Here is the translation:
Costa Rican President Oscar Arias said today that the new special powers given by the Venezuelan Congress (sic) to President Hugo Chavez constitute “a negation of democracy.”

“There is a simple difference between a dictator and a democrat: if the democrat has no opposition, it’s his job to create it, but the dream of the dictator is to eliminate all opposition”, said the Head of State and winner of the 1987 Nobel Peace Prize in an interview with Costa Rican radio station Columbia.

Arias criticized that Chavez can now rule by decree for the next 18 months.

For a dictator, he said, “the most important thing is not to have opposition but to have absolute power. A democrat believes only power stops power and, therefore, believes there has to be a division of powers, because society works better with those checks and balances.”

Arias said that “we’ve had a revolt in South America in the last few years” because the continent is in a period where “the strongman system, caudillismo, and populism, Latin American diseases inherent to our culture, our history and our essence,” are “back in vogue.”

“The fundamental difference in Latin America is between governments that believe in the need to insert their small economies into the world and those that do not; the latter group can afford to be protectionist and do not believe you need to look for markets, preferring alliances of another sort, such as the alliances between Venezuela and Cuba or Nicaragua and Cuba, that are certainly not commercial in nature,” said the Costa Rican President.

“What can Nicaragua sell to Cuba?
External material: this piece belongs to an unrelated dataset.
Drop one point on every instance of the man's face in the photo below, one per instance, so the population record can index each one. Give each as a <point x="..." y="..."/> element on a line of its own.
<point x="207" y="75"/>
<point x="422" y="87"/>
Nicaragua can sell much more to the United States, to China or the European Union. I don’t know what this bolivarian alliance is about other than the wish to remain in power permanently, for life if possible ,” said the Costa Rican President.

Arias emphasized that Latin America should follow the road paved by Chile, which has signed more than 50 free trade agreements with countries all over the world, allowing it to become the most developed country in the region.

Mr. Arias said he was not in favor of either the policies of Mr. Chávez nor US President George W. Bush, because his political “preferences” in the US “lie with the Democratic Party.”

“Bush is too much of a warmonger for my taste,” said the President.
Chávez will surely unleash all his verbal and diplomatic demons on the Costa Rican president, but fear not, for mild-mannered Arias has tackled worse thugs before. Arias is the first Latin American head of state to call Chávez a dictator, and for that we applaud him.